THE WORLD’S SECOND SHORTEST ZOMBIE STORY

The foreman dragged his ladder over to the sign, unhooking the “7” and dropping it to the factory floor. He left a zero swinging above “ . . . Days Since Our Last Work-Related Fatality.” The next morning, the foreman dragged out the ladder again, hands shaking as he hung the “7” back up.

THE BALL PIT

(or children under 5 eat free!)

“Build a wall with the bodies of the dead and you’re saved.”

—Accept, “Balls to the Wall”

11:11 a.m., November 11th, 2011

His watch stopped again, but that was okay since the calendars had stopped, too. He spun the smaller hand on the watch face until it rested on a good time, then the smallest hand until it rested on a good day, one of those easy-to-remember junctures where he used to make a wish when he was a kid, so it would always be like a birthday whenever he looked down and he could imagine the planets lining up right along numbers. Then he wound the watch back up tight and kept on winding.

His name was Ralph, pronounced “Rafe,” so he’d always gone by “Raff” instead. And today, Raff was working his way through a toy store because most reasonable people refused to set foot in one, even now that things had died down a bit. He crept along, kicking empty boxes and discarded assembly instructions out of his way. From outside the building, there’d been some signs that this Toys “Я” Us had been a shelter for some time, some of the signs more subtle than others. First off, someone had gone to a great deal of trouble to climb up on the roof and turn both backwards “Rs” around to form their own distress call. But what they chose to spell with the remaining letters wasn’t a typical cry for help.

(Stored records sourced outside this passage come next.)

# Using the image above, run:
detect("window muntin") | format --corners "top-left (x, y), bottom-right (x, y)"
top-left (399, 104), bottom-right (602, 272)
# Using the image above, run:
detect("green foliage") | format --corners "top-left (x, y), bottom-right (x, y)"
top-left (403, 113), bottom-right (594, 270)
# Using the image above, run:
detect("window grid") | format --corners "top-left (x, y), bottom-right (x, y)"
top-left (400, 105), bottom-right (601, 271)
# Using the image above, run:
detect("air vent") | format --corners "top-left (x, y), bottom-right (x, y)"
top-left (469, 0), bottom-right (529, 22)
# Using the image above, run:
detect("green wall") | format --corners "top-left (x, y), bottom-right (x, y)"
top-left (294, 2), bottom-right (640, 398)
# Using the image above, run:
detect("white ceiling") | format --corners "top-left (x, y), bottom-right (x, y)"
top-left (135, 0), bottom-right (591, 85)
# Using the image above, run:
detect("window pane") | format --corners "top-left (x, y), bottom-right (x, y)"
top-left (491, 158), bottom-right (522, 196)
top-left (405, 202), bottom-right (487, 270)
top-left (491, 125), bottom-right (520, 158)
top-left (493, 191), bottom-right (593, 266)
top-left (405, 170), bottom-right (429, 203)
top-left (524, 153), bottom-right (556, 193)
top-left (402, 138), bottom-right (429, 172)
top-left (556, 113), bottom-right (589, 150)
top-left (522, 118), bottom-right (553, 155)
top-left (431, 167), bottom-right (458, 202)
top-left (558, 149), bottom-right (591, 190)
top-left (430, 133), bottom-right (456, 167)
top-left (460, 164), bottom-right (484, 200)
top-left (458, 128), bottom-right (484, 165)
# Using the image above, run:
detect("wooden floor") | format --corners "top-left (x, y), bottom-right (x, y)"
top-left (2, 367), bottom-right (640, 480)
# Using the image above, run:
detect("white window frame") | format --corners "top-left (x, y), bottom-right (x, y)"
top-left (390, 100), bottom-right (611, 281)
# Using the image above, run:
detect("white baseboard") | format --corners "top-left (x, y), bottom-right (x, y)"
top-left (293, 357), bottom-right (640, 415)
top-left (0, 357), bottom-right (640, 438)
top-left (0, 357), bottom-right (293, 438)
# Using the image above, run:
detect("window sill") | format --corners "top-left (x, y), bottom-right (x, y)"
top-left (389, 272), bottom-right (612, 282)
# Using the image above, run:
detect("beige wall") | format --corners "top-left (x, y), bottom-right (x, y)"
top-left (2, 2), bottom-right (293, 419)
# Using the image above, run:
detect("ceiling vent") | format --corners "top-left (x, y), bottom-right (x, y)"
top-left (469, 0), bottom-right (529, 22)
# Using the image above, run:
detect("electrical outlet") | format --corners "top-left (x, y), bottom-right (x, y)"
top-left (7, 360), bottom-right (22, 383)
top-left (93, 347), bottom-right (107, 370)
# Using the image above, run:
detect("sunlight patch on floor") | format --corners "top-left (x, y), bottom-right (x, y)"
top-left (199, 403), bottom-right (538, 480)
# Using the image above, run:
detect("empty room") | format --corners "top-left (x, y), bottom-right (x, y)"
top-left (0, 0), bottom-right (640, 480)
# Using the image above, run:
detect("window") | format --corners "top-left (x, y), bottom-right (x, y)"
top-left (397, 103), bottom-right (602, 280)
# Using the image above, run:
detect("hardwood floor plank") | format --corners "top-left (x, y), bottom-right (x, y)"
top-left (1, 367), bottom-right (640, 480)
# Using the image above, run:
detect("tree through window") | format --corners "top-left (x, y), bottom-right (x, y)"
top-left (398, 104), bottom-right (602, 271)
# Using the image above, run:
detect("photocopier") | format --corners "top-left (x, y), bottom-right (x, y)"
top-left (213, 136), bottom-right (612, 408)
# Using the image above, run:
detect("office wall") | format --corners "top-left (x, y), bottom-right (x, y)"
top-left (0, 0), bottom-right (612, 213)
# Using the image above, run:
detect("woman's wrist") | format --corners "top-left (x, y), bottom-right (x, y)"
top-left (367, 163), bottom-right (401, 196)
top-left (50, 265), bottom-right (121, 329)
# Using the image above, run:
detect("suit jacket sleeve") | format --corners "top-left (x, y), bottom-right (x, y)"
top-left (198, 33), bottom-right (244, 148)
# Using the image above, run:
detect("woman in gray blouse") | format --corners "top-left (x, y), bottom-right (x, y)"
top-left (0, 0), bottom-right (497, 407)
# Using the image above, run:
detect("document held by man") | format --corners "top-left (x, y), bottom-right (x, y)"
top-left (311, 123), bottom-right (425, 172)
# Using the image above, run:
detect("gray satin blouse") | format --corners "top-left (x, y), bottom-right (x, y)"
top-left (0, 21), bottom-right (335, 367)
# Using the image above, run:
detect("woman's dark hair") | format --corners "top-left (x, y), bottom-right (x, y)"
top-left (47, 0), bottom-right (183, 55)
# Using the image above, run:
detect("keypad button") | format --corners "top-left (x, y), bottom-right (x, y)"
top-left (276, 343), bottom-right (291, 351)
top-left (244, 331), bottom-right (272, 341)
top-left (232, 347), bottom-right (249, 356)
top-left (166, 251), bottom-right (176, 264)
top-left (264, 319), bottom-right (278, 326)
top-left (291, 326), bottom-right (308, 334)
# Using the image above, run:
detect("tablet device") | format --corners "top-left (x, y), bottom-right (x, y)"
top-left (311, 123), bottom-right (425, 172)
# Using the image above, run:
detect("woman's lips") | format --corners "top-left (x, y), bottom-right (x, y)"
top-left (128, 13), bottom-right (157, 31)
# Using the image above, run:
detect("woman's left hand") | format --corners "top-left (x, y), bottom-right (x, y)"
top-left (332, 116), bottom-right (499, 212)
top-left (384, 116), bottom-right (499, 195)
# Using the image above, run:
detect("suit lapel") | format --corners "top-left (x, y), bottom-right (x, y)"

“Yours Rots,” the message read, a huge, multi-colored ransom note looming over his head. Raff tried not to look at it too long.

The remaining clues were a bit more optimistic. Blacked-out, taped-up windows, rows of empty bottles and rain buckets peeking out along the edge of the roof, crude peepholes drilled into the steel freight doors. And surrounding the building, trucks parked at all sorts of strategic, glass-obscuring angles.

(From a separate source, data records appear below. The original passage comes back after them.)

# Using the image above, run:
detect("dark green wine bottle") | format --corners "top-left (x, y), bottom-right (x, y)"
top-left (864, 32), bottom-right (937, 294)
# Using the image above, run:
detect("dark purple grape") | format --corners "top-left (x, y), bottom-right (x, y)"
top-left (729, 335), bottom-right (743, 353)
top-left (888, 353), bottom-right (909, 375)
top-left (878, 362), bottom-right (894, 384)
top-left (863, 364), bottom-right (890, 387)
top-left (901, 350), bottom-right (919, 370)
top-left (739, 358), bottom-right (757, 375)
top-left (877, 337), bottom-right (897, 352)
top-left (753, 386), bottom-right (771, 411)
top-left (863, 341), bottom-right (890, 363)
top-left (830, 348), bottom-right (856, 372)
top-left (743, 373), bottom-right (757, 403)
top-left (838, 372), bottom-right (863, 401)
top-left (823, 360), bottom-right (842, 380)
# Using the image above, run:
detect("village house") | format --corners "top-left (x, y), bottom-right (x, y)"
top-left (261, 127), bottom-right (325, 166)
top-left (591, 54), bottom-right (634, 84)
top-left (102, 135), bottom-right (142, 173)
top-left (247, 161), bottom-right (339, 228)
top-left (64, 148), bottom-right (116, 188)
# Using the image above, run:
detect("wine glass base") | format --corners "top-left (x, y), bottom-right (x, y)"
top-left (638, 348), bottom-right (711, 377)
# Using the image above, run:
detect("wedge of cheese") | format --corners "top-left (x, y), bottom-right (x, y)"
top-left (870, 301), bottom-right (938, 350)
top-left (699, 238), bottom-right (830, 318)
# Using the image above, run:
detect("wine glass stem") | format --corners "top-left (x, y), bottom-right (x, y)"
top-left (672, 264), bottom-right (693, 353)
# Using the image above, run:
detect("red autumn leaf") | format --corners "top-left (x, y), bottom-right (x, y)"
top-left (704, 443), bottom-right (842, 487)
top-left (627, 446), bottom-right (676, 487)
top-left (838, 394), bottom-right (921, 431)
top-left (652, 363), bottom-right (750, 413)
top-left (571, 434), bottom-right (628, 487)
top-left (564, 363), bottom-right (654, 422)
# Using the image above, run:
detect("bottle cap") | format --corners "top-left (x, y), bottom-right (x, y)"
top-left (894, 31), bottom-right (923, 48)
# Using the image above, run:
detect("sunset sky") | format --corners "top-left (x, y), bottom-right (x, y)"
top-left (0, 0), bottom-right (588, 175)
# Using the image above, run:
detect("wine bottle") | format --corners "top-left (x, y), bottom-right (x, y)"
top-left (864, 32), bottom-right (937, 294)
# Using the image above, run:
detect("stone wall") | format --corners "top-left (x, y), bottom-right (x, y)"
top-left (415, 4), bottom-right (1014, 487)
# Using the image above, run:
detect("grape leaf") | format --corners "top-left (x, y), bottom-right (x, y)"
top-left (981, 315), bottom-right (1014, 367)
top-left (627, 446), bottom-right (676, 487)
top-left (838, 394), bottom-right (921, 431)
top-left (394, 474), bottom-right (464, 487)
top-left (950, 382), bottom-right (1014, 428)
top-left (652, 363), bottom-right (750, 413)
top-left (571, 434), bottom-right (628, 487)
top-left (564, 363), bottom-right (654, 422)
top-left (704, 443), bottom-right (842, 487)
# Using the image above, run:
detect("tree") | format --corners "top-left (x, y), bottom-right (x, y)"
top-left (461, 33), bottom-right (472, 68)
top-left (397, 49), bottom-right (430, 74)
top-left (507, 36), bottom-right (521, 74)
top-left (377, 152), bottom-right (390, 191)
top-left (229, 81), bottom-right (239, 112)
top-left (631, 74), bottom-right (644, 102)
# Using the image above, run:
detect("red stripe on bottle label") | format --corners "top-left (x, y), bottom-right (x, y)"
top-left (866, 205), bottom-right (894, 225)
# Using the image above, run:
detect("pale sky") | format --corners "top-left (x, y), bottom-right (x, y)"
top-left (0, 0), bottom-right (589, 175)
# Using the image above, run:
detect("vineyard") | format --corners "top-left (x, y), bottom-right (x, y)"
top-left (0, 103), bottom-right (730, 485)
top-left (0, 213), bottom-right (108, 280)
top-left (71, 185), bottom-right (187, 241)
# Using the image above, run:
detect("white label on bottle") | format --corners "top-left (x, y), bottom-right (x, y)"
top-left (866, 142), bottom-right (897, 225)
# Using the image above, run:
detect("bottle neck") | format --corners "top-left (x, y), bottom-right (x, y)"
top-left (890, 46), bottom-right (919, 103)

Except for the one door that was wide open.

He hesitated, looking up at the store’s wide-eyed mascot for help, but he could only picture his grandfather’s trophy-hunter magazines, particularly the page where a man had wrapped a limp giraffe’s neck over his shoulders like a python, tongue lolling. In high school, the kids had called Raff “G. Raff” to harass him, of course, instead of the much cooler “Riffraff” nickname he’d always hoped for. He actually missed the giraffe taunts and infantile locker graffiti sometimes, but not today.

Raff shouldered the metal door aside, heart hammering at the crinkling rainbow of candy wrappers and crêpe paper that billowed over his shoes and out of his way like a snow drift. A lone maple seed helicoptered down onto his shoulder, and his brain said “spider” even as his eyes proved it wrong.